1.5.1 Loans vs. Credit Sales | NCLC Digital Library
The distinction between loans and credit sales has a long history and is embedded in most states’ laws even though it has little theoretical basis.177 Many courts, often using the fiction of the time-price doctrine, have interpreted general usury statutes to regulate only loans or forbearances of debt and not sales of goods on credit.178 Consequently, consumer credit sales were largely unregulated by state legislatures, but were governed only by regular contract law, until after the Second World War.

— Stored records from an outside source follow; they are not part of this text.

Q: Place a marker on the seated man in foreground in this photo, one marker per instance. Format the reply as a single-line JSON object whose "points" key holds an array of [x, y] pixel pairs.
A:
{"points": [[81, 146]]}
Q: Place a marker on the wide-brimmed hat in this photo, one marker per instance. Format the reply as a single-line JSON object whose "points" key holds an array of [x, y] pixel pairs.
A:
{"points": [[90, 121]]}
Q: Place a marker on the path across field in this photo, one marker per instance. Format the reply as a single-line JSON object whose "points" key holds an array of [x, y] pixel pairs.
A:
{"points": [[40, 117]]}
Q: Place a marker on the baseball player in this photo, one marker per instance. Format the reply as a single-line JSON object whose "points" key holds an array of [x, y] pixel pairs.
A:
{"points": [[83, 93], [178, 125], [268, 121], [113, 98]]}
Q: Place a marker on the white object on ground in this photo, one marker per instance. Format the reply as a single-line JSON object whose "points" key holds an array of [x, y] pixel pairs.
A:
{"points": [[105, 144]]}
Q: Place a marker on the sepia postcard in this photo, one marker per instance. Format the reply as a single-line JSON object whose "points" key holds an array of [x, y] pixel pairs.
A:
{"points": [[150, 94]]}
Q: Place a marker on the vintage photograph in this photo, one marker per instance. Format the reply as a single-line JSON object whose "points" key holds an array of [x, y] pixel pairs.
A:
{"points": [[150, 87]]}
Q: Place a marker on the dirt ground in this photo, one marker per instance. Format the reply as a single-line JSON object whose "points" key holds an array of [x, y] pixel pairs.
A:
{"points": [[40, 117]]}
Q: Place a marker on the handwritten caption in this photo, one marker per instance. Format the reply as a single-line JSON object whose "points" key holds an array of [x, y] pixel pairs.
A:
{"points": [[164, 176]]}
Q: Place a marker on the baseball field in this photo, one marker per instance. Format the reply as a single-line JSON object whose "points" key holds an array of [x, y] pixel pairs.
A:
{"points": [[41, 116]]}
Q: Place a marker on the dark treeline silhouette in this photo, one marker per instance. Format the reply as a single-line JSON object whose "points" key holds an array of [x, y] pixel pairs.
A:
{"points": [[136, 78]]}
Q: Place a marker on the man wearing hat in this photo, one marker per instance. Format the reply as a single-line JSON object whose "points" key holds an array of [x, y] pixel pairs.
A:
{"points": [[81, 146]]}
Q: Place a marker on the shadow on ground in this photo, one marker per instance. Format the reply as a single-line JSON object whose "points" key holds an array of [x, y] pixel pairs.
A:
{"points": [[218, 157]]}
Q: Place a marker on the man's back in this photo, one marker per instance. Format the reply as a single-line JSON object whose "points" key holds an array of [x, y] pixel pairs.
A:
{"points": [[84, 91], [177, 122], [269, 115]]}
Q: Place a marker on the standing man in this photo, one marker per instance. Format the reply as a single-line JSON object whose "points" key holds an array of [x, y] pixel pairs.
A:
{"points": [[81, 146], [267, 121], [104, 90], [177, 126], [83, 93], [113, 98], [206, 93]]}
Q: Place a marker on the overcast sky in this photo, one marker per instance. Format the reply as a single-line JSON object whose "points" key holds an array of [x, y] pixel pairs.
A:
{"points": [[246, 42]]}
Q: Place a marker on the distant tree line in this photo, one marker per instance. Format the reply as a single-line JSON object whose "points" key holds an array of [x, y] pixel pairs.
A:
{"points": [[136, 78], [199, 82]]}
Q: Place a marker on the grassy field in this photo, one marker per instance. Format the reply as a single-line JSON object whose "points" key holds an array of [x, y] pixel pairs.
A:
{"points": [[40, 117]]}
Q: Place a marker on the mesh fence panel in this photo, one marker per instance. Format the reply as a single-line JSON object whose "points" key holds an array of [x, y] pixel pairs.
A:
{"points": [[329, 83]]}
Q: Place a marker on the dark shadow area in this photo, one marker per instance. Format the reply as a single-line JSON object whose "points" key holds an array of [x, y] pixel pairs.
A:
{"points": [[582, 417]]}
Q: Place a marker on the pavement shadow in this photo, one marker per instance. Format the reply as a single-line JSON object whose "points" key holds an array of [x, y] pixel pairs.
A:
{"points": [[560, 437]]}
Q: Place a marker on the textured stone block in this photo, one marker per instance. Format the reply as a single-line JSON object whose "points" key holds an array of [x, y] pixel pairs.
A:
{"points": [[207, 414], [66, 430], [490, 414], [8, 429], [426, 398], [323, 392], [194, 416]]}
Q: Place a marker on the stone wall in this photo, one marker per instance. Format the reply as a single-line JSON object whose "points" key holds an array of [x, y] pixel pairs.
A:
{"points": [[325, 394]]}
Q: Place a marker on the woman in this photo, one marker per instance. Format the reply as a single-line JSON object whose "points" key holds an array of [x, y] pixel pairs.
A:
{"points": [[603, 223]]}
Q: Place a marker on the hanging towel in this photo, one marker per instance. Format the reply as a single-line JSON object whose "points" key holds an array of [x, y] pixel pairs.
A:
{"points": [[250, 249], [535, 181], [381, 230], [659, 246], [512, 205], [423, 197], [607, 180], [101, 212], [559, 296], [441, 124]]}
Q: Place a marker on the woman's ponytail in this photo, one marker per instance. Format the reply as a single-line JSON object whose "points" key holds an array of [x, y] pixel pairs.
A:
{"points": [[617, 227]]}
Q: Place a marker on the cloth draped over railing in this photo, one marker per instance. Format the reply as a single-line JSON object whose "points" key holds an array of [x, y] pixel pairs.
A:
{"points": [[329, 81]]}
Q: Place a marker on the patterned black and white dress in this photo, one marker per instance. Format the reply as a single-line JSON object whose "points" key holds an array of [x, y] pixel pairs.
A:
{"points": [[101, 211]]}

Starting in the 1950s, most states adopted retail installment sales acts (RISAs) to regulate the terms and the charges imposed in credit sales of goods and services. However, even in states that have adopted RISAs, the time-price doctrine may continue to apply to sales transactions that fall outside the scope of the RISA.179
A credit sale is not just any credit which is eventually used to buy goods; rather, it is credit extended specifically by the seller in conjunction with the sale of specific goods.180 Thus, if a consumer gets a finance company loan for the express purpose of buying furniture, the transaction, in most circumstances, is still a loan subject to loan, not sale, regulations.181 Similarly, if the buyer charges the purchase on a bank credit card, the credit is a loan. Yet, if the furniture store directly offers the consumer separate cash and time prices for the same goods, the transaction is a credit sale that general usury laws do not reach, but that will be controlled by retail installment sales acts (RISAs) in most states.182
177 {169} See § 3.9.5, infra.
178 {170} See §§ 1.2.4, supra.
179 {171} See §§ 7.5.2.2, 11.3.2.1, infra.
180 {172} See generally § 11.3.2.1, infra (discussing the time-price doctrine in detail, including other limitations, such as the required disclosure of the separate credit and cash prices prior to the sale).
181 {173} See generally § 3.9.5, infra.
182 {174} See §§ 7.5.2.2, 11.3, infra.